Then there's "cooperative learning."  Cooperative learning was a late twentieth century variation on having students work in groups, a cutting-edge 1957 technique my second grade teacher Mrs. Evans used to call "working in groups."  Unfortunately, cooperative learning took classroom groups several giant leaps beyond common sense during its ballyhooed heyday as the latest bandwagon secret to "success for all students."  Now it's back from bankruptcy, spotlighted in NEAToday under the alias "team-based learning," or TBL.

Don't misunderstand.

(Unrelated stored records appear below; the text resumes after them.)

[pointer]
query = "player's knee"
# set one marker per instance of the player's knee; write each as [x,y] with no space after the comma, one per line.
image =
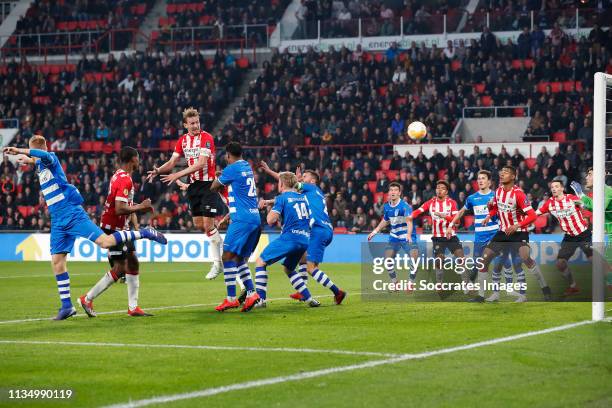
[561,264]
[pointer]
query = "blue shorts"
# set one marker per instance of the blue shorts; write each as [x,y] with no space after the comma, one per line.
[320,238]
[281,248]
[241,238]
[65,230]
[396,246]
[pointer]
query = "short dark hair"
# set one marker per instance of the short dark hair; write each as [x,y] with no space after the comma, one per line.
[486,173]
[558,180]
[511,168]
[395,184]
[234,149]
[314,174]
[444,183]
[127,153]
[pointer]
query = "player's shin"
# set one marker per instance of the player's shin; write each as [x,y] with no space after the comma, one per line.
[324,280]
[216,245]
[261,281]
[244,277]
[104,283]
[229,273]
[303,271]
[63,287]
[132,280]
[298,284]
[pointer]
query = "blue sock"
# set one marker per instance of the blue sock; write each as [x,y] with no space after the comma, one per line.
[63,286]
[245,277]
[324,280]
[261,281]
[298,284]
[229,273]
[126,236]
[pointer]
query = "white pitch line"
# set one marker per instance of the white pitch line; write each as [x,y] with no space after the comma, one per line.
[42,319]
[334,370]
[201,347]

I know good teachers who put their students in groups.  It gives kids a chance to work together, to delegate and accept responsibilities.  It's also easier for five groups to share five microscopes than for twenty kids to mill around and fight over them.

But over the last few decades there's been another reason.  In the past when middle and high school students were typically grouped in classes according to ability, teachers could adapt material and work at different rates toward appropriately different objectives.  When ability grouping fell from fashion in the 1970s, teachers were confronted with classrooms inhabited by gifted and remedial students, with the full spectrum in between.

Despite what theorists tell you, teaching a class isn't the same as teaching twenty individuals.  Good teachers strive to meet each student's academic needs, but it should be obvious that the broader the range of abilities in a class, the more likely you are to either go too fast or too slowly for someone, to talk over somebody's head or water down material, especially as reformers guarantee success for every student regardless of ability or effort.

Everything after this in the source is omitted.